RedSeal’s Jain notes that the critical infrastructure industry is “trying to create a wall around their SCADA systems so that they control the access to these systems. Once they control the access to these systems, then they know they can manage the security of those systems. But creating this wall is not an easy task because of the vastness and complexity.”
Jain recommends that organizations use standard networking and security devices around the infrastructure, such as application-level firewalls and intrusion prevention systems, and set up a multilayer defense.
“These are complex and evolving networks. So even when organizations have deployed these security devices, they need to be able to measure their level of defense on an ongoing basis”, Jain stresses.

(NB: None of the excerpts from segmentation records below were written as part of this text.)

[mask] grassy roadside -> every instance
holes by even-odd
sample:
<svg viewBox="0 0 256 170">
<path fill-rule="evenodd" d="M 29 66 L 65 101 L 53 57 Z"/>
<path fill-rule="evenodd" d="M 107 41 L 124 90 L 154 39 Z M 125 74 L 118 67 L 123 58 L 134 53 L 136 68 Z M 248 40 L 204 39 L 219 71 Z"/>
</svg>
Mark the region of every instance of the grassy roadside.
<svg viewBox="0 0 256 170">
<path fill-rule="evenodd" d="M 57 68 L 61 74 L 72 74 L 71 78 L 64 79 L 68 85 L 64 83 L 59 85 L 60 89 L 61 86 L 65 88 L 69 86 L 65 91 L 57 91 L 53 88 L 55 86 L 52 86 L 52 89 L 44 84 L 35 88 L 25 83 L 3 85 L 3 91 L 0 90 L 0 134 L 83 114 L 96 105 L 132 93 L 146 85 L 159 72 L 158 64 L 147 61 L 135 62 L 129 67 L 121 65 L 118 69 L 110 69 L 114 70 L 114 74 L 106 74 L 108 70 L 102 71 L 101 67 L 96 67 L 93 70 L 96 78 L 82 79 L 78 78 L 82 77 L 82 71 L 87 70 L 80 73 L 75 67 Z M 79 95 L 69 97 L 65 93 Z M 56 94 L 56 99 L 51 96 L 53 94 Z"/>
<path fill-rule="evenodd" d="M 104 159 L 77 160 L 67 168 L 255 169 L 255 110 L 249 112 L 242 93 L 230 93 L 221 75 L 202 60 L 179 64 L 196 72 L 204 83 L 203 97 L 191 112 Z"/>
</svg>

“All of these systems have redundancies and backup systems. So the guys that want to exploit SCADA systems have to be very sophisticated”, he continues. “If there is a silver lining to all this, we developed these systems to take care of emergencies on a routine basis.”
So what does the future hold for SCADA system security? Western governments and industry received a wake up call from the success of Stuxnet, but the problems with these systems lie deeper, in their origins and the attitudes of vendors. The good news is that the fixes are readily available. The bad news is they are not being deployed fast enough to prevent a catastrophe.